Analizamos el contenido:
Queridos amigos: Dos discípulos han abandonado Jerusalén; habían escuchado la noticia de que el sepulcro apareció vacío, pero no le dieron mucha importancia. Ellos han hecho un camino de “ida y de vuelta”: estaban desilusionados, tristes y desesperanzados, porque aquello que esperaban no ha sucedido y sus expectativas han quedado vacías. Ellos caminaban con el peregrino desconocido, “hablando y discutiendo” de lo que lo que había pasado en Jerusalén, pues eran testigos oculares de los hechos. No lo reconocieron, pues “algo en sus ojos les impedía que lo reconocieran”. También nos sucede algo similar: Jesús se presenta de manera nueva, camina con la gente, va al lado nuestro, pero nuestros ojos nos impiden reconocerlo a causa de nuestra fe débil.

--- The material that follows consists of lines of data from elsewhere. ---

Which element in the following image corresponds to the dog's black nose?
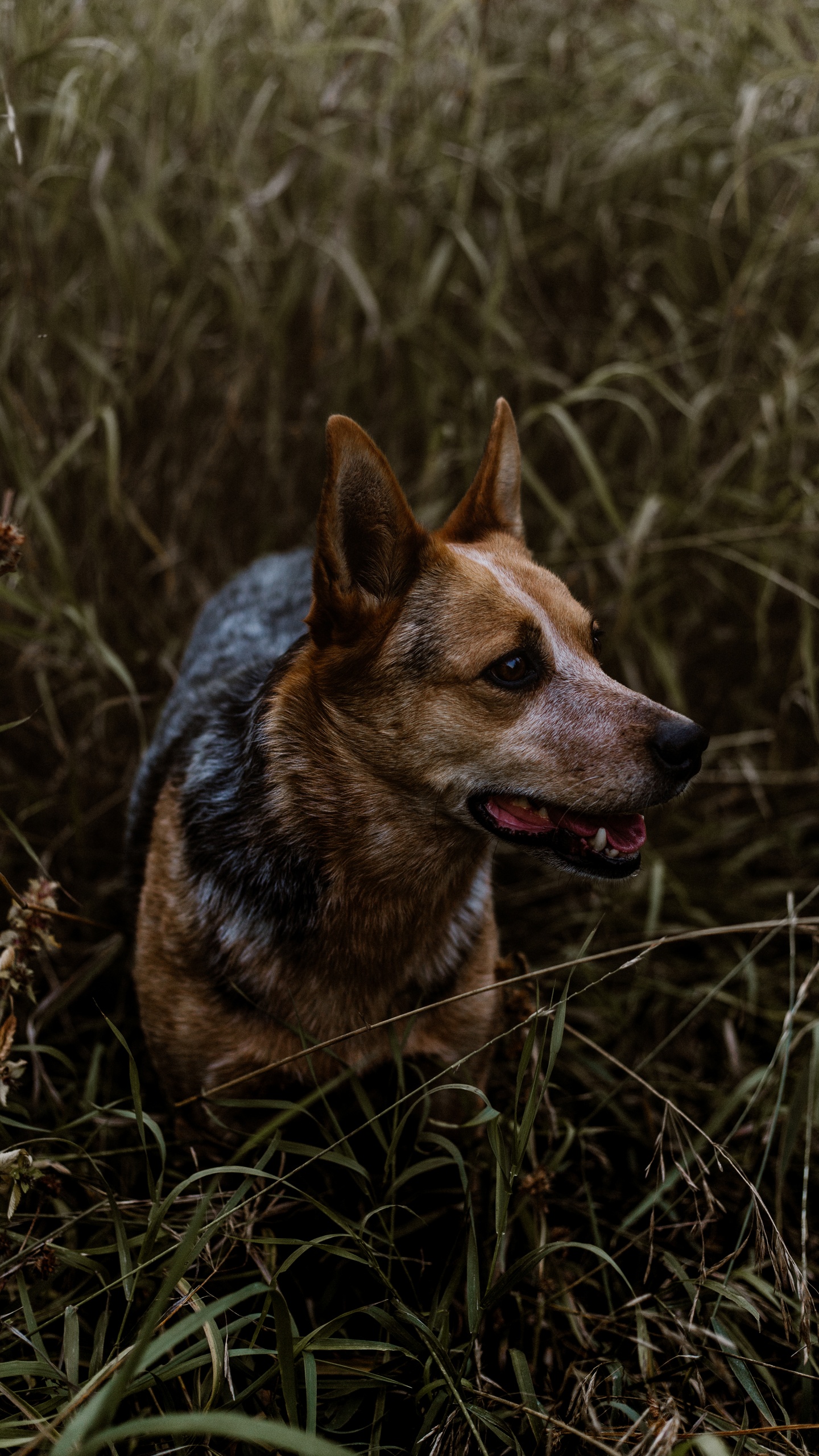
[648,718,708,779]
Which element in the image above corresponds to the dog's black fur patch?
[127,551,322,946]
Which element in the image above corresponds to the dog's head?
[308,399,708,879]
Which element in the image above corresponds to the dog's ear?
[308,415,427,645]
[440,399,523,541]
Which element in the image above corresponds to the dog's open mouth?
[468,793,646,879]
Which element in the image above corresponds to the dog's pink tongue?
[487,793,552,830]
[552,811,646,855]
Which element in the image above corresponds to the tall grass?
[0,0,819,1456]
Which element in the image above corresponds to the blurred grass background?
[0,0,819,1456]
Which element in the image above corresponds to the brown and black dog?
[130,399,708,1118]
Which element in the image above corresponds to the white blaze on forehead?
[448,546,592,681]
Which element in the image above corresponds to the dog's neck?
[185,674,491,1000]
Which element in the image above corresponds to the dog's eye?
[485,652,537,687]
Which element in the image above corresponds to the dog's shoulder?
[125,551,312,890]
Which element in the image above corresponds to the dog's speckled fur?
[128,400,693,1099]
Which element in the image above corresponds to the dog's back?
[125,551,312,890]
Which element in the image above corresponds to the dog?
[127,399,708,1124]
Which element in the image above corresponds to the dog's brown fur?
[134,400,693,1118]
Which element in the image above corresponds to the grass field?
[0,0,819,1456]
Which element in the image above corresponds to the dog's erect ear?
[440,399,523,541]
[308,415,427,645]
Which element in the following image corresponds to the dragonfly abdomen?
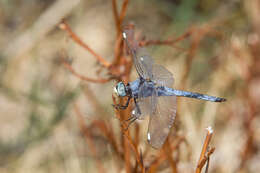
[158,86,226,102]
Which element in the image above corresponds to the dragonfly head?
[114,82,127,97]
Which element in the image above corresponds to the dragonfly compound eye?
[115,82,126,97]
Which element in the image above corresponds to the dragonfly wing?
[132,82,158,119]
[124,29,154,79]
[147,96,176,149]
[152,64,174,87]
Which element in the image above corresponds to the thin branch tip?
[206,126,214,134]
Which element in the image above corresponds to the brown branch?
[196,127,215,173]
[148,137,185,173]
[112,95,145,172]
[112,0,121,35]
[62,60,110,83]
[59,21,111,68]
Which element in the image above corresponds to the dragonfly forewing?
[152,64,174,87]
[147,96,176,149]
[132,82,158,119]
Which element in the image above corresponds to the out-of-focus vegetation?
[0,0,260,173]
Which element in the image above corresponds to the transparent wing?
[133,83,158,119]
[147,96,176,149]
[123,29,154,79]
[152,64,174,87]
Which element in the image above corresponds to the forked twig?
[59,20,111,68]
[196,126,215,173]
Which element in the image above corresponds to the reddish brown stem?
[59,21,111,68]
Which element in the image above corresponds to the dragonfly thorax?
[114,82,127,97]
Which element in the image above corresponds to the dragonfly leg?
[112,97,131,109]
[134,98,141,115]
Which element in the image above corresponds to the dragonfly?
[114,29,226,149]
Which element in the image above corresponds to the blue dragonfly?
[114,30,226,149]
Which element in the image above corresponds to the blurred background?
[0,0,260,173]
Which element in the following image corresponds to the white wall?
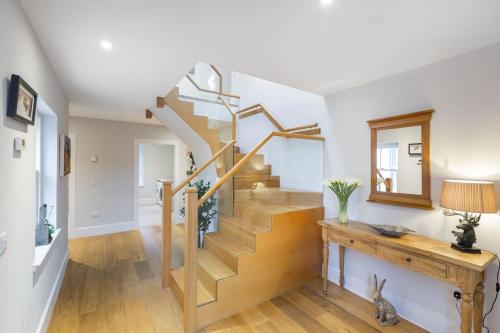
[324,45,500,332]
[0,0,68,333]
[70,117,186,237]
[139,143,175,203]
[231,72,330,191]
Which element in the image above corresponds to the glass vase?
[338,200,349,224]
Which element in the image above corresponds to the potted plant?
[326,176,363,224]
[179,180,217,249]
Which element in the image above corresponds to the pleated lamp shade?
[441,180,497,213]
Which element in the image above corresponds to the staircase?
[157,66,324,332]
[171,179,324,329]
[157,87,231,155]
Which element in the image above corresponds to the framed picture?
[59,135,71,176]
[7,74,38,125]
[408,143,422,156]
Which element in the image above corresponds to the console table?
[318,220,495,333]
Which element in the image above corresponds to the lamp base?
[451,243,481,254]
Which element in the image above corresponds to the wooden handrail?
[285,123,318,132]
[236,104,260,114]
[198,132,325,206]
[186,74,240,99]
[236,103,318,132]
[172,140,236,195]
[184,187,198,333]
[161,180,172,288]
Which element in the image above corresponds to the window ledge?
[33,229,61,272]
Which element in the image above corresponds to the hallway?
[48,226,422,333]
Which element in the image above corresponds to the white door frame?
[68,133,77,239]
[134,139,182,228]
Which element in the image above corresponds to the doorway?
[135,142,177,228]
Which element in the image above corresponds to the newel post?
[161,180,172,288]
[184,187,198,333]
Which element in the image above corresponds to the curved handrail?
[236,103,318,132]
[198,132,325,206]
[172,140,236,196]
[186,65,240,99]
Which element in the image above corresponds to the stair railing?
[186,65,240,140]
[180,132,325,333]
[162,140,236,288]
[236,103,321,135]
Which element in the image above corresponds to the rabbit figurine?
[372,275,399,326]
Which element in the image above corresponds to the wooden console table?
[318,220,495,333]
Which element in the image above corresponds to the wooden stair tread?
[221,216,270,234]
[234,174,280,180]
[170,267,216,306]
[205,232,255,257]
[196,249,236,281]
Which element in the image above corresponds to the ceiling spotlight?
[101,40,113,51]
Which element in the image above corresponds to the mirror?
[368,110,434,209]
[377,126,422,194]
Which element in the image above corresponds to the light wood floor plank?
[48,226,424,333]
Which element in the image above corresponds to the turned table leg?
[473,282,484,333]
[322,228,330,296]
[460,292,472,333]
[339,245,345,288]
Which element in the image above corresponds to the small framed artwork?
[59,134,71,176]
[408,143,422,156]
[7,74,38,125]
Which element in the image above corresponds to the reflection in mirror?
[377,126,422,195]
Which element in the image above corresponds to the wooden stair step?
[234,175,280,190]
[221,216,269,235]
[235,164,272,176]
[234,153,265,168]
[219,217,257,248]
[196,249,236,281]
[234,187,323,207]
[205,232,255,272]
[170,267,216,307]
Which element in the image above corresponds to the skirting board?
[139,198,156,206]
[36,251,69,333]
[328,245,460,333]
[70,221,138,239]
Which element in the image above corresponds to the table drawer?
[377,245,447,280]
[328,230,377,255]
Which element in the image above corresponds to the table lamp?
[441,180,497,253]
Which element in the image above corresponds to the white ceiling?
[20,0,500,120]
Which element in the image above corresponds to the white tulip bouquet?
[325,176,363,224]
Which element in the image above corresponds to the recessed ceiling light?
[101,40,113,51]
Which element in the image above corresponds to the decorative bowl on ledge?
[368,224,415,237]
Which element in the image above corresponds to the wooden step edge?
[170,267,217,307]
[198,249,236,282]
[219,217,271,237]
[219,219,257,249]
[234,174,280,181]
[204,233,255,274]
[290,128,321,135]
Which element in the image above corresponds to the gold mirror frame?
[368,110,434,209]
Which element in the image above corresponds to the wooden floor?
[49,226,424,333]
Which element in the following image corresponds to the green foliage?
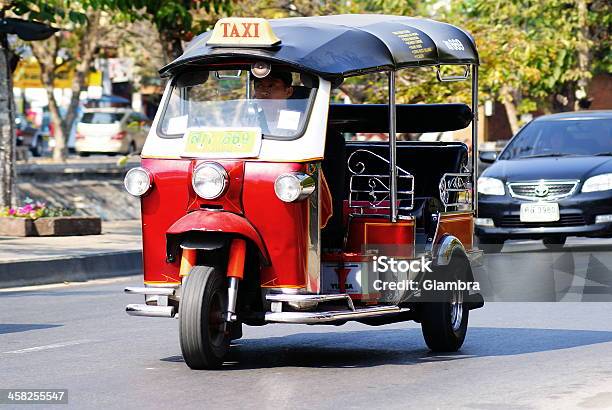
[444,0,611,112]
[0,198,75,219]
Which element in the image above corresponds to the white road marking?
[0,275,142,293]
[3,339,93,354]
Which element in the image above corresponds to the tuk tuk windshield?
[159,68,316,139]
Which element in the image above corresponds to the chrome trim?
[306,163,321,293]
[472,64,478,218]
[265,306,410,325]
[191,161,229,200]
[125,304,175,318]
[347,149,414,215]
[450,290,463,332]
[274,172,317,202]
[225,277,238,322]
[506,179,580,201]
[266,293,355,311]
[123,167,153,198]
[123,286,175,296]
[466,249,484,266]
[438,172,472,211]
[389,70,400,222]
[434,235,467,266]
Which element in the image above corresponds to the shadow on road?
[160,327,612,370]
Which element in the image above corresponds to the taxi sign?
[182,127,261,158]
[206,17,280,47]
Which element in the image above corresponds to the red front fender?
[166,211,270,264]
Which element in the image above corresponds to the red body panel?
[242,162,308,287]
[164,211,269,260]
[141,159,309,287]
[346,217,415,257]
[141,158,191,283]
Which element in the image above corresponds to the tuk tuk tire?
[179,266,230,370]
[419,258,470,352]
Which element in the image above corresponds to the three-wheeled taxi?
[125,15,484,369]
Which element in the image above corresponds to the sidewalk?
[0,220,142,289]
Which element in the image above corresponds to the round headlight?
[582,174,612,192]
[251,61,272,78]
[192,162,229,199]
[123,167,153,196]
[274,172,316,202]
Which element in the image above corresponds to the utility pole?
[0,10,16,207]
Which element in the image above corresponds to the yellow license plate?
[183,127,261,158]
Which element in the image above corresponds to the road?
[0,240,612,409]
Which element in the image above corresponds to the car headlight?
[191,162,229,199]
[274,172,316,202]
[123,167,153,196]
[582,174,612,192]
[478,177,506,195]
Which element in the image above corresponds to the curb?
[0,251,142,289]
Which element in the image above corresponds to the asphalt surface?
[0,241,612,409]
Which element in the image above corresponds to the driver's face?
[255,77,293,100]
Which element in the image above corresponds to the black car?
[475,111,612,252]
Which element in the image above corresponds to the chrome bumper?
[265,293,409,325]
[124,285,180,318]
[124,286,176,296]
[125,304,176,318]
[266,306,410,325]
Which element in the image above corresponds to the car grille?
[495,214,586,228]
[508,181,578,201]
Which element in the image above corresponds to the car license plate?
[521,202,559,222]
[183,127,261,158]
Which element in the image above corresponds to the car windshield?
[159,68,315,139]
[500,118,612,159]
[81,112,125,124]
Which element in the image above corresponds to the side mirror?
[478,151,497,164]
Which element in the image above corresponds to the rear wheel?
[179,266,230,370]
[542,236,567,251]
[420,258,470,352]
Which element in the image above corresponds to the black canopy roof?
[160,14,478,78]
[328,104,472,132]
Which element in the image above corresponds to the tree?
[445,0,612,132]
[0,0,59,206]
[31,4,109,161]
[123,0,232,64]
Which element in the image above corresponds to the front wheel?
[179,266,230,370]
[420,260,470,352]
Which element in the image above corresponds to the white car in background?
[75,108,151,156]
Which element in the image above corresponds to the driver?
[254,70,293,100]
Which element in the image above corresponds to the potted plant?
[0,199,102,236]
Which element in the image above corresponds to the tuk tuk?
[124,15,484,369]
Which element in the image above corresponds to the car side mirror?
[478,151,497,164]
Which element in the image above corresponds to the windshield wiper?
[520,152,572,159]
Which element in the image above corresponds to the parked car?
[15,114,44,157]
[475,111,612,252]
[75,108,151,156]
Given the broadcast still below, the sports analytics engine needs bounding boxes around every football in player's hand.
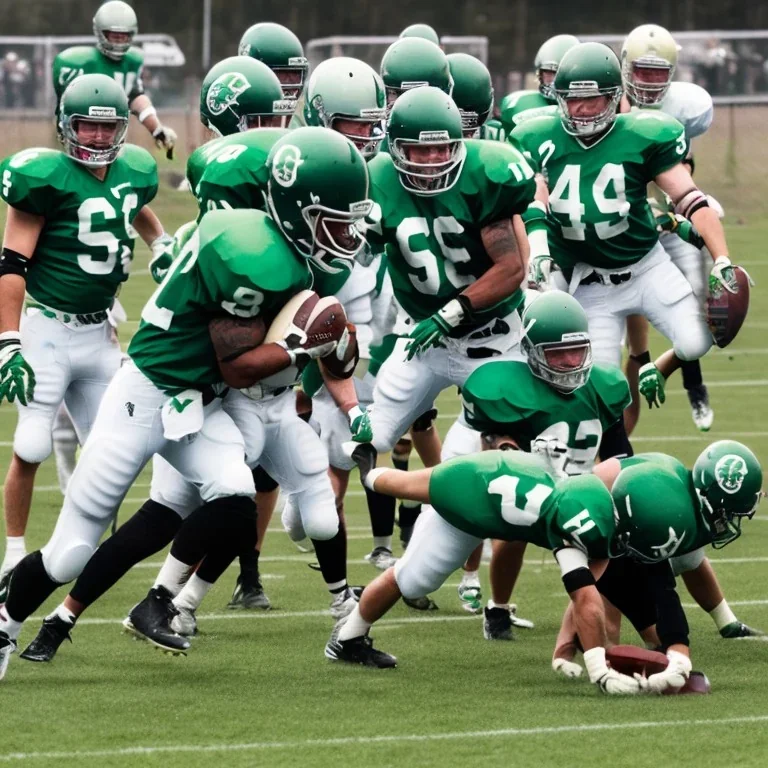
[605,645,668,677]
[320,323,360,379]
[707,267,750,348]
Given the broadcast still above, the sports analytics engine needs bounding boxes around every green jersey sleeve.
[0,147,62,216]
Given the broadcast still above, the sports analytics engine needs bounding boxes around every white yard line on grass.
[0,715,768,762]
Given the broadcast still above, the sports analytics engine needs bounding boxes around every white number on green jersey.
[488,475,554,526]
[539,164,629,240]
[396,216,475,296]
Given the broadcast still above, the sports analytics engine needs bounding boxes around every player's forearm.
[691,206,728,259]
[131,93,160,134]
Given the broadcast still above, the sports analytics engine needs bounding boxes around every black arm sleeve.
[648,560,690,651]
[600,418,635,461]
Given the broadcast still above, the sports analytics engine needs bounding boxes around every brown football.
[707,267,749,348]
[322,323,360,379]
[605,645,667,677]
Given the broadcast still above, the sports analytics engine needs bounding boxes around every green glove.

Este caminar del “Buen Pastor” al lado de sus discípulos, nos muestra que él se interesa por ellos, por su vida. Por eso les pregunta: “¿De qué van hablando por el camino?”. Jesús no irrumpe en forma drástica en la vida de aquellos discípulos, sino que se “hace escucha” y deja que ellos expresen sus tristezas, sus dolores, sus expectativas y sus esperanzas. “Nosotros esperábamos”: este es el punto fundamental para reconocer la presencia de Jesús Resucitado y anunciar la Palabra de Dios.
Muchas veces no reconocemos la presencia del Resucitado, a pesar de que hemos caminado con él, lo hemos estudiado, hemos, incluso, hablado de Él. Por eso es importante que Él nos sacuda y llame nuestra atención: “¡Qué torpes son para entender!... ¡Cómo les cuesta creer!”. La cruz y la esperanza son los medios necesarios para entrar en la gloria de la Resurrección; por eso les explica las Escrituras en lo referente a ÉL. Por lo tanto, debemos dejar que en nuestro corazón sea concebida la Palabra. Por eso, “comenzando por Moisés y todos los profetas”, les demuestra - a lo largo del camino del pueblo de Israel- que Él es el Cristo que se revela en la Palabra de Dios.
El camino se hace corto; las Escrituras van siendo reveladas; cada vez están más cerca de su casa. Entonces Él deja nuevamente que los discípulos tomen la iniciativa de invitarle a quedarse con ellos: “Quédate con nosotros”, aunque antes hace el “amague” de seguir su camino: “hizo como que iba a pasar de largo”. Cuando los discípulos le ofrecen su casa, el Maestro se siente libre para celebrar la fracción del pan con ellos. Jesús se toma la libertad de sentarse a la mesa y celebrar el rito que hace memoria de su entrega por nosotros: “Tomó pan, pronuncio la oración de acción de gracias, lo partió y se lo dio”.
En esta acción de gracias comienza verdaderamente el encuentro con el Resucitado; por eso, “los ojos de ellos se abrieron y lo reconocieron”. Este reconocimiento nos abre a la Escritura y a la mesa Eucarística, que producen en nosotros el ardor del encuentro. Nos hace caminantes y misioneros para transformar esa tristeza que experimentamos en medio de la oscuridad del camino, en anuncio gozoso de la buena noticia a nuestra comunidad, profesando: “¡Es verdad, el Señor ha resucitado!”.
Para la vivencia cotidiana:
estamos invitados como creyentes, a iniciar el camino de regreso con esperanza, con entusiasmo y ansias de realizar la experiencia del resucitado-peregrino: la experiencia de la escucha, de la acogida y del anuncio de la Palabra.